Among the many military commentators weighing in on the situation in Ukraine, Macgregor has been almost alone in recommending that Ukraine should have capitulated long ago. Since the beginning of the invasion, Macgregor has maintained that it should have been the position of the Ukrainian government from the get-go to seek a negotiated settlement with Russia. Prolonging the war, in his estimation, only adds to the devastation and suffering of the Ukrainian people and postpones the inevitable.

“The war is really over for the Ukrainians,” Macgregor told Fox News host Tucker Carlson. “They have been grounded to bits. There’s no question about that, despite what we report on our mainstream media. So the real question for us at this stage is, if there is an agreement, Tucker, are we going to live with the Russian people and their government? Or are we going to continue to pursue this sort of regime change dressed up as Ukrainian war?”

The former colonel also mentioned Secretary of State Antony Blinken’s remarks earlier in the day, in which he supported Ukrainian President Zelenskyy’s diplomatic overtures to Putin with the aim of reaching a ceasefire and negotiating some sort of modus vivendi with Russia.

“Actually, Tucker,” Macgregor told the host, “Mr. Zelenskyy has mentioned neutrality along with some of the other conditions—autonomy for the Donbas and renouncing any claim on Crimea. I think in truth, the Russians and the Ukrainians are very close right now to a ceasefire and ultimately to some sort of agreement that ends this tragedy.

“Secretary Blinken’s remarks this afternoon actually intimated that. He said that we would support President Zelenskyy’s decision to sign an agreement. He didn’t go into any other detail, but that’s the first time that anybody has really mentioned this,” he noted.

And that wasn’t all Macgregor had to say.

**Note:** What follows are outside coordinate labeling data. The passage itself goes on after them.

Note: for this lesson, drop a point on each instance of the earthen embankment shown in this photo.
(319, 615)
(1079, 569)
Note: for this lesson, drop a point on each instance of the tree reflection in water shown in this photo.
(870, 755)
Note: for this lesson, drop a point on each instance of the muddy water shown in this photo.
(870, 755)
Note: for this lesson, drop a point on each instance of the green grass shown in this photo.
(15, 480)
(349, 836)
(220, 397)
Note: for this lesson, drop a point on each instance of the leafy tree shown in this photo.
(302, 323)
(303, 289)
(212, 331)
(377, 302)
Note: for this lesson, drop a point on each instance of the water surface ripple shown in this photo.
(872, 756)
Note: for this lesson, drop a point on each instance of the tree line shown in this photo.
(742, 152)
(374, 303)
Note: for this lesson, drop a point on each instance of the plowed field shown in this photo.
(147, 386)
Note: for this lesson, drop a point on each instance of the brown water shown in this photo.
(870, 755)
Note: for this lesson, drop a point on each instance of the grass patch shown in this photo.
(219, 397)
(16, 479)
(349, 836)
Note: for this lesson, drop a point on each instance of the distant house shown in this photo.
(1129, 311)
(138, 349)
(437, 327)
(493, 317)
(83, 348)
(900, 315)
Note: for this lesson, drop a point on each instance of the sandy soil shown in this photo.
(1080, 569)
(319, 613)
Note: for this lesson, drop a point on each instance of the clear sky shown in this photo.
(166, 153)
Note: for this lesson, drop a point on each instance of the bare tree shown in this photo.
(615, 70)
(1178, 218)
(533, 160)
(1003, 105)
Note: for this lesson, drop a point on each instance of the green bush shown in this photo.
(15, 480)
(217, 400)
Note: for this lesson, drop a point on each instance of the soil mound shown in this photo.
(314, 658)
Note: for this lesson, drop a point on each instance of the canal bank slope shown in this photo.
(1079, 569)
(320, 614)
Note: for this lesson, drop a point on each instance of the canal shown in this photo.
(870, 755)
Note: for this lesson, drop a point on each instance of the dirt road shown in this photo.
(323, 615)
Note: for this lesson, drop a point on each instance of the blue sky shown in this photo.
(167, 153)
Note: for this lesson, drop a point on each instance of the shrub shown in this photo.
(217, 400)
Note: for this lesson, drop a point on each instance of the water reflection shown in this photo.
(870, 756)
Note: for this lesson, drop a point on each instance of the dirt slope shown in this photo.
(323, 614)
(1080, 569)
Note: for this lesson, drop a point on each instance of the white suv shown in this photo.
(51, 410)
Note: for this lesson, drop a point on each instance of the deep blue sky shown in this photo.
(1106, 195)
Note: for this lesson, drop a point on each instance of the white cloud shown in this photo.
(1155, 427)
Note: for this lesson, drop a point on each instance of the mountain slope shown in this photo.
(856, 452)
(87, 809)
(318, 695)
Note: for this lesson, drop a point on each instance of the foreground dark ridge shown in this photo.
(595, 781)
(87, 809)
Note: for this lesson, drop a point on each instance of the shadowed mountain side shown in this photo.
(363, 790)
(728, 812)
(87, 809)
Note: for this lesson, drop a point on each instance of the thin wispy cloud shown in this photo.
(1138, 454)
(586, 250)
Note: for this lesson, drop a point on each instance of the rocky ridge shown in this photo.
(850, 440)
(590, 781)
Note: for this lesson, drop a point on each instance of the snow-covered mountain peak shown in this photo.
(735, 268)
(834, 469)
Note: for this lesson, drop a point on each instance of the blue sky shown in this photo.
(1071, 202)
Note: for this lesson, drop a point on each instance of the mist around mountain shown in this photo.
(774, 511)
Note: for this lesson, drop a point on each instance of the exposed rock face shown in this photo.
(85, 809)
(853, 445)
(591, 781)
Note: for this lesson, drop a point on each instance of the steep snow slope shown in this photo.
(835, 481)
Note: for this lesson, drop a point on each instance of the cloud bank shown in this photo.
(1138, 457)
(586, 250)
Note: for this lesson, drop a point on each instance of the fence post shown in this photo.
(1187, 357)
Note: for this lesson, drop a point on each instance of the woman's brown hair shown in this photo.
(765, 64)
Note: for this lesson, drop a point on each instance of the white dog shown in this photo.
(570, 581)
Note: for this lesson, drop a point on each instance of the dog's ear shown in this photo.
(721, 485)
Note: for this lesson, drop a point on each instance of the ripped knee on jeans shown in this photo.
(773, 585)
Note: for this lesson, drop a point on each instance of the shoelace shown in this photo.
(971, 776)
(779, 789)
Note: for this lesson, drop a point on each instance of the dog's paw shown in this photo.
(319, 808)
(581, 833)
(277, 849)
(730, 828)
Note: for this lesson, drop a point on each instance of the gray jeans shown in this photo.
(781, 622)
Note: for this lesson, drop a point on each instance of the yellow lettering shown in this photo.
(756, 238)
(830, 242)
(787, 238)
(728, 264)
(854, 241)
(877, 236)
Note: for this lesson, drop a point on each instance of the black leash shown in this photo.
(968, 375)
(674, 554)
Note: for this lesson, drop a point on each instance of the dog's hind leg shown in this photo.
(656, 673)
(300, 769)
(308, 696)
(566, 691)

He also criticized the missteps and shortsightedness of U.S. foreign policy with regard to Russia, especially the eagerness to use Ukraine as a hostile proxy against Putin.

“Are we going to stop trying to use Ukraine or anybody else as a battering ram against Moscow? We really, really need to live with these people as opposed to kill them. I don’t have an immediate answer, but somebody needs to deal with this because we do cohabit the planet,” he said.

Macgregor closed out his appearance by observing that the United States should focus on problems of greater national interest, such as the defense of its own borders and the maintenance of the dollar’s position in the international economy.